Calcium - you can add crushed shells or coral to the substrate to rectify this. I'm not so sure about potassium, the only thing I know of is to add potassium sulfate to the water.


----------



## Endler Guy (Aug 19, 2007)

I second Carissa on the calcium. It could take time to leach out so if you need a quick fix, you could dissolve a couple tablets of calcium carbonate antacid. If you do this, add it slowly over the course of a couple days. It will raise your pH and KH. If you need magnesium along with the calcium, you could add emsom salt.

For the potassium, you can use a salt substitute. In the US it's called No Salt. Make sure it's pure potassium chloride. I'm not sure about dosing but I've read that's it's pretty hard to overdose on K. If you have a low KH, you could get a hold of some potassium bicarbonate but the shells or coral should take care of that. If you do add the potassium bicarbonate, add slowly as with the calcium carbonate.

You can get two ferts in one if you get potassium nitrate or potassium phosphate but fish food contains a lot of nitrogen and phosphorous. Just some options for you. 

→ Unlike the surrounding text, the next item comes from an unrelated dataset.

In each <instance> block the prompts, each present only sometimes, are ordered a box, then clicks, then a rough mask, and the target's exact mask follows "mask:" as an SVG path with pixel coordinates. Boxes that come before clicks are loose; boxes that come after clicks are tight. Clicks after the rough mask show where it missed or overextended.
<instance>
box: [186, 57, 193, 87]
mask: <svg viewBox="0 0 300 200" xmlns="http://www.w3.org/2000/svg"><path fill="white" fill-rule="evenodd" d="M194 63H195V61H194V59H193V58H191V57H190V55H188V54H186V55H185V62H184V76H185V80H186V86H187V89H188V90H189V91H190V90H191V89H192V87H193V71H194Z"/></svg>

Over the long haul, shells and/or coral should suffice for the calcium. A month's worth of fish food should contain 3 months worth of K (Diana's book p. 80). So, I'd assume you wouldn't need any more ferts than the initial correction. If it's the new tank, you'll probably have built up a sufficient microbial community, which will break down and liberate the potassium in fish food/mulm, before the initial dose is depleted.


----------